Quotes of the EUR/USD pair resumed the upward movement and overcame a new downward trend on the hourly timeframe over the past day, built at the highs of March 27 and May 1. In addition, the quotes of the pair ideally worked out the April 19 high at 1.0990, which is also the upper boundary of the side channel of 1.0750-1.0990, in which the pair has been trading in recent weeks. Thus, from current positions, a downward movement can begin with targets near the lower boundary of the channel, near the 1.0750 level. However, the key condition for executing this option is to not overcome the area of 1.0990-1.1008. If traders succeed in pushing this area, then the pair will be able to move to form a new upward trend with targets near the March 27 high at 1.1147.
We see a confident upward trend that continues on the 15-minute timeframe, judging by the two channels of linear regression. The lowest linear regression channel made an attempt to turn down yesterday, but the bulls today began to attack with renewed vigor and held the initiative in their hands. Turning the lower channel down will indicate the end of the upward trend in the short term, we also continue to monitor the pair’s behavior near the area of 1.0990-1.1008.
The latest COT report dated May 12 showed a new decrease in the number of buy and sell transactions among large traders, by 4,781 and by 3,554. Thus, the general mood of large traders remains bullish (the total number of purchase transactions is higher, 549,000-521,000), in addition to this, traders still managed to stay above the trend line on the 4-hour timeframe. Also, purchase positions increased among entities engaged in professional activities in the foreign exchange market (+4569 purchase transactions). Thus, the euro can continue to grow for some time, which we see this week.

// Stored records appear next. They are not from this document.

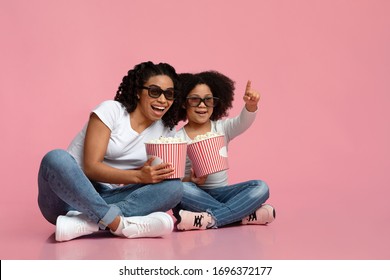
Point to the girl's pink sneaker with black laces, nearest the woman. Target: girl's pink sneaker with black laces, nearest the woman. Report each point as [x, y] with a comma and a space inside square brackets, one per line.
[193, 220]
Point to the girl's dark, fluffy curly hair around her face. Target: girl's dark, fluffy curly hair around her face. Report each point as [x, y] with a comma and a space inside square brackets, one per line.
[220, 85]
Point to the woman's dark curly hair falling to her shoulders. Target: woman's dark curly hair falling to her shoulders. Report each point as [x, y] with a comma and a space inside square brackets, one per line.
[136, 78]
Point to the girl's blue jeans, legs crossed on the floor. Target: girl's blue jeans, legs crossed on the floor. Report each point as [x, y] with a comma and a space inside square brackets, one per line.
[227, 204]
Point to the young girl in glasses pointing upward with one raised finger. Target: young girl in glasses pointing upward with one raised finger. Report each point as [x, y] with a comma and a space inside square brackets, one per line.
[209, 201]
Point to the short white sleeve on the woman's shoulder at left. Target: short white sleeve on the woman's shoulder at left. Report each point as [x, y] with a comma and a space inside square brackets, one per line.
[109, 112]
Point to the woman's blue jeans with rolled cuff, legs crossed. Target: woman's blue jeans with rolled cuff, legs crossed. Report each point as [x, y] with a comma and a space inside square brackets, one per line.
[63, 186]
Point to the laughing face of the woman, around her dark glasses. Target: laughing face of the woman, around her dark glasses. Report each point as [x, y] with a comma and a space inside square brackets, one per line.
[152, 109]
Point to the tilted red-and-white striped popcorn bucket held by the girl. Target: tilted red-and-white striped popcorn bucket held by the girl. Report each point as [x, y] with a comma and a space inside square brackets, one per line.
[208, 156]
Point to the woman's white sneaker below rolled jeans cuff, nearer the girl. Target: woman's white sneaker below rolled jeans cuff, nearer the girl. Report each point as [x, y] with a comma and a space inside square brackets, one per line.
[153, 225]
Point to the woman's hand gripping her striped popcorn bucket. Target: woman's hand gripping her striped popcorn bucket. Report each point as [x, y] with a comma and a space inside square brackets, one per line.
[155, 174]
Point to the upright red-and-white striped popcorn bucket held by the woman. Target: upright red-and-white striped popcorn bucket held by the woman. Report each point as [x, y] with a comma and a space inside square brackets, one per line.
[174, 153]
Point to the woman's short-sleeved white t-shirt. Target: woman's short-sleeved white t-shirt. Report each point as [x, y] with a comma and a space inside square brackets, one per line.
[126, 149]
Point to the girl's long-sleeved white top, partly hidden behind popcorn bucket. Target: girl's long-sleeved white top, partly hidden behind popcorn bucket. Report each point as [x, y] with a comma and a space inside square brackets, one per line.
[231, 128]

As for the fundamental background, it is almost neutral for the pair. There is still a lot of news coming from both the European Union and the United States. Many of them are of great importance for the future of both countries, for their economies. However, traders continue to ignore current macroeconomic reports; therefore, the mood of traders and their preferences are in no way connected with the macroeconomic background. And the fundamental background is now so ambiguous that it is difficult to interpret in anyone else’s favor. On Thursday, May 21, we recommend that you pay attention to the next report on applications for unemployment benefits in the United States. According to expert forecasts, this indicator may again grow by several million, which will indicate a continued trend of rising unemployment overseas and, accordingly, may create additional pressure on the dollar, which, incidentally, will contradict the current technical picture.

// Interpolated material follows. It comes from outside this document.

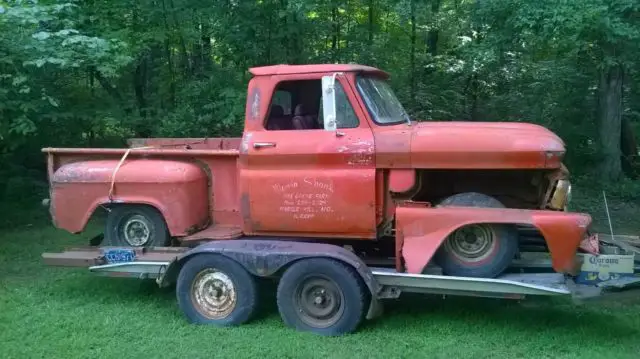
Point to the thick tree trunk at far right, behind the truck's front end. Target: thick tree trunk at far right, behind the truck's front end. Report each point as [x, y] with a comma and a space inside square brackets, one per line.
[610, 113]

Based on the foregoing, we have two trading ideas for May 21:
1) It is possible for quotes to grow if the resistance range of 1.0990-1.1008 is overcome, which consists of two corresponding levels. This will mean that the pair has left the side channel and is ready to form an upward trend with the first goal, the March 27 high at 1.1147. Potential to take profit in this case will be about 140 points.
2) The second option – bearish – is more likely. It is advised to sell euro from the resistance area of 1.0990-1.1008, not forgetting about the Stop Loss in case the bulls still continue to push the pair up. If a rebound occurs, the pair will begin to move downward, which we advise traders to practice, with targets at the 1.0952 level, the Kijun-sen line (1.0889), the Senkou Span B line (1.0846) and the upward trend line (1 , 0810). Potential to take profit in executing this scenario will be from 35 to 180 points.